Hasil konsepsi pada abortus dapat dikeluarkan dalam berbagai bentuk. Ada
kalanya kantong amnion kosong atau tampak di dalamnya benda kecil tanpa bentuk
yang jelas (blighted ovum), mungkin pula janin telah mati lama (missed abortion), yaitu
retensi hasil konsepsi 4-8 minggu setelah kematian janin. Pertumbuhan uterus berhenti
kemudian tegresi. Denyut jantung janin tidak berdenyut pada auskulatasi ketika
diperkirakan berdasarkan tanggal. Tidak terasa ada gerakan janin lagi.

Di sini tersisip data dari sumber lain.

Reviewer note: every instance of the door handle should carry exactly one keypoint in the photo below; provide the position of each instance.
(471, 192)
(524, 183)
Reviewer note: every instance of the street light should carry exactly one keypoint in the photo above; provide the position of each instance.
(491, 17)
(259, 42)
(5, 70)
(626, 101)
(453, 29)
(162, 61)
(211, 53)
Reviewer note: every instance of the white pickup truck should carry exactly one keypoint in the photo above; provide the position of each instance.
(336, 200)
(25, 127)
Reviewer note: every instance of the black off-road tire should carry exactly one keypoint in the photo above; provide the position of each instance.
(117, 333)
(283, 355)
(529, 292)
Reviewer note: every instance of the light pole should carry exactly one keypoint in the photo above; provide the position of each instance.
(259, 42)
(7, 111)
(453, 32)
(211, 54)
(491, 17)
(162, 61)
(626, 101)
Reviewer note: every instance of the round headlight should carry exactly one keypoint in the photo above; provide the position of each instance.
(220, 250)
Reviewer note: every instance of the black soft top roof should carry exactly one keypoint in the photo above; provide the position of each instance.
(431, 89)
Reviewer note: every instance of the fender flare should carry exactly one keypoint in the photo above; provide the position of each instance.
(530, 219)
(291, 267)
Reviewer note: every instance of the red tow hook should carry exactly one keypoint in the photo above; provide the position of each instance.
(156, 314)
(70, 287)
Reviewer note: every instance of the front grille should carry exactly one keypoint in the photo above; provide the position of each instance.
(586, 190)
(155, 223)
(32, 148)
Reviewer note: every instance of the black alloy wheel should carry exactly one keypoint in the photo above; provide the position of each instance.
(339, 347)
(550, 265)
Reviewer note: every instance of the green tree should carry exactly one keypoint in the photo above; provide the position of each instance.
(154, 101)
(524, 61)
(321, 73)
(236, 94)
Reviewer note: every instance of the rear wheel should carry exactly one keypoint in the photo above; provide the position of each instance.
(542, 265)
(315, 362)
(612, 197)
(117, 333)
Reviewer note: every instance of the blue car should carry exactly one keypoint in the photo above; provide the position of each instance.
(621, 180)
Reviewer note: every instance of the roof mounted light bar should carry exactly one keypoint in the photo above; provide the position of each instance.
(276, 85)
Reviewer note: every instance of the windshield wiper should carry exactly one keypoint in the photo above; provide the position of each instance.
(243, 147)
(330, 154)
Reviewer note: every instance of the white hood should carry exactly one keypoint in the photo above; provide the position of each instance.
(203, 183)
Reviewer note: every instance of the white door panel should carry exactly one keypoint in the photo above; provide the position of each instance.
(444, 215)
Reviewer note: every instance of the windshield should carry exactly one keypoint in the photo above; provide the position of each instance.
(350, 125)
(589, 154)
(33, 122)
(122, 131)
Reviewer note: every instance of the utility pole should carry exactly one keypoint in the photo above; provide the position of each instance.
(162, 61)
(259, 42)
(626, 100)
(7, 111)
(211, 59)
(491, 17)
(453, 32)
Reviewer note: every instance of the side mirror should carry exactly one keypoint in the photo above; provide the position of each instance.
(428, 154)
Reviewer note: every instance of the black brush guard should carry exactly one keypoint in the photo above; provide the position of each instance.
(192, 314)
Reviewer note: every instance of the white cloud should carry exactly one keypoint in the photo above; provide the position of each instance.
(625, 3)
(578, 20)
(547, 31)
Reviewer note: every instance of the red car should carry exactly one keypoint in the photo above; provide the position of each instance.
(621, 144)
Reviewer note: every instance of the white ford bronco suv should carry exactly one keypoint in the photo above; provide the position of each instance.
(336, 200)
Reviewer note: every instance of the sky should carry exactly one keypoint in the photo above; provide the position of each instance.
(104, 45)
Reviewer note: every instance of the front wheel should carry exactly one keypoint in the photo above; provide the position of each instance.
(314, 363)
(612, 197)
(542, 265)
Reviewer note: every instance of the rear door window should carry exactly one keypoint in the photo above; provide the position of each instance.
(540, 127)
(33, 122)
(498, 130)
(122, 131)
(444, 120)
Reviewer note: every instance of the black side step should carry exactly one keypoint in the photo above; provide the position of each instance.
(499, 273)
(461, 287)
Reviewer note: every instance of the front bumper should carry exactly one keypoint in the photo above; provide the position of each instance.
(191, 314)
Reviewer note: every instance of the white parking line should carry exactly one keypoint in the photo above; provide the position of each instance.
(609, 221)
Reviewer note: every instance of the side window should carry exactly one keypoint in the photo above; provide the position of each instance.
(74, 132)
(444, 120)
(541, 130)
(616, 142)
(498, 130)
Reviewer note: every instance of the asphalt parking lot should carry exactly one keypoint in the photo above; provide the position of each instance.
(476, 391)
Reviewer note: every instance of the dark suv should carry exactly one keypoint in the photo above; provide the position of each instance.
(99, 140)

Apabila mudigah yang mati tidak dikeluarkan dalam waktu singkat, maka ia
dapat diliputi oleh lapisan bekuan darah. Isi uterus dinamakan mola krueta. Bentuk ini
menjadi mola karnosa apabila pigmen darah telah diserap dan dalam sisanya terjadi
organisasi, sehingga semuanya tampak seperti daging. Bentuk lain adalah mola
tuberose, dalam hal ini amnion tampak berbenjol-benjol karena terjadi hematoma antara
amnion dan korion.

Pada janin yang telah mati dan tidak dikeluarkan dapat terjadi proses mumifikasi
yaitu janin mengering dan karena cairan amnion menjadi berkurang akibat diserap, ia
menjadi agak gepeng (fetus kompresus). Dalam tingkat lebih lanjut ia menjadi tipis
seperti kertas perkamen (fetus papiaesus).

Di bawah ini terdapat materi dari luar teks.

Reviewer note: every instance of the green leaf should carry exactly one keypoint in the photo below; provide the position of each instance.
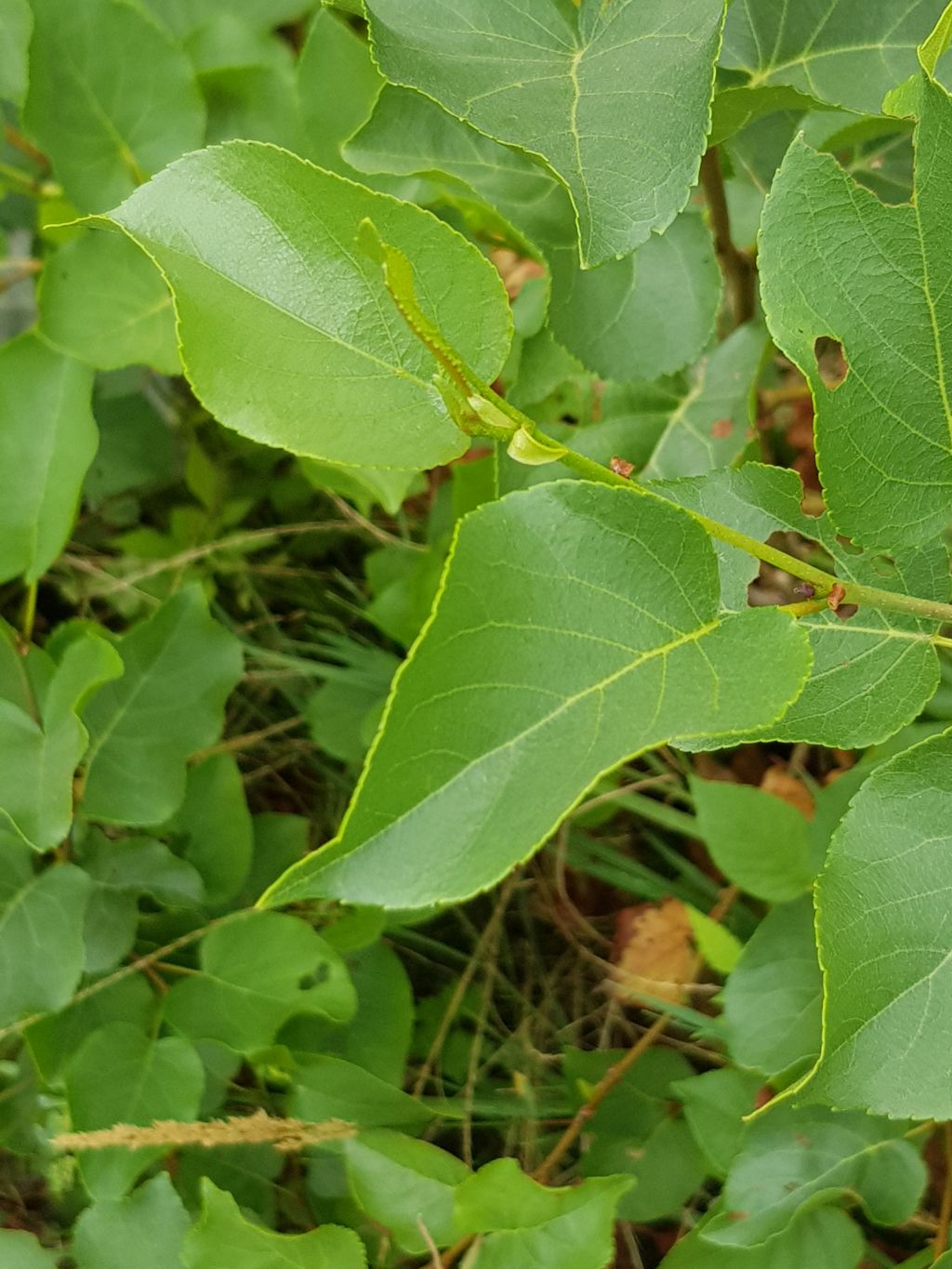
(874, 673)
(639, 317)
(122, 1077)
(362, 485)
(405, 1185)
(527, 1223)
(186, 17)
(881, 929)
(47, 441)
(796, 1158)
(843, 52)
(712, 424)
(41, 939)
(772, 998)
(54, 1038)
(216, 826)
(646, 315)
(41, 735)
(260, 348)
(104, 302)
(758, 841)
(16, 28)
(225, 1240)
(111, 98)
(180, 667)
(823, 1237)
(21, 1250)
(541, 82)
(838, 263)
(607, 646)
(715, 1105)
(257, 972)
(337, 84)
(635, 1133)
(146, 1229)
(327, 1088)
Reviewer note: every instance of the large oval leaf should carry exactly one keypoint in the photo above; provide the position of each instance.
(614, 97)
(576, 625)
(885, 943)
(288, 334)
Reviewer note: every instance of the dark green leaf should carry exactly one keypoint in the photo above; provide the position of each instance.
(180, 667)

Kemungkinan lain janin mati yang tidak segera dikeluarkan ialah terjadinya maserasi,
yaitu kulit terkelupas, tengkorang menjadi lembek, perut membesar karena terisi cairan
dan seluruh janin berwarna kemerah-merahan.

2.4 Gejala

Penderita missed abortion biasanya tidak merasakan keluhan apapun kecuali


merasakan pertumbuhan kehamilannya tidak seperti yang diharapkan. Bila kehamilan
di atas 14 minggu sampai 20 minggu penderita justru merasakan rahimnya semakin
mengecil dengan tanda tanda kehamilan sekunder pada payudara mulai menghilang
(payudara mengecil kembali). Kadangkala missed abortion juga diawali dengan abortus
iminens yang kemudian merasa sembuh, tetapi pertumbuhan janin terhenti.
Pada pemeriksaan dalam, serviks tertutup dan ada darah sedikit (Mochtar, 1998).
Pada pemeriksaan tes urin kehamilan biasanya negative setelah 2-3 minggu dari
terhentinya pertumbuhan kehamilan. Pada pemeriksaan USG akan didapatkan uterus
yang mengecil, kantong gestasi yang mengecil, dan bentuknya tidak beraturan disertai
gambaran fetus yang tidak ada tanda tanda kehidupan. Bila missed abortion
berlangsung lebih dari 4 minggu harus diperhatikan kemungkinan terjadinya gangguan
pembekuan darah oleh karena hipofibrinogenemia sehingga perlu diperiksa koagulasi
sebelum tindakan evakuasi dan kuretase.

2.5 Komplikasi

Pada retensi janin mati yang sudah lama terutama pada kehamilan yang telah
mencapai trimester kedua plasenta dapat melekat erat pada dinding uterus sehingga
sangat sulit untuk dilakukan kuretase, dan juga terjadi gangguan pembekuan darah. Akan
terjadi perdarahan gusi, hidung atau dari tempat terjadinya trauma. Gangguan pembekuan
tersebut disebabkan oleh koagulopati konsumtif dan terjadi hipofibrionogenemia
sehingga pemerksaan studi koagulasi perlu dilakukan pada missed abortion.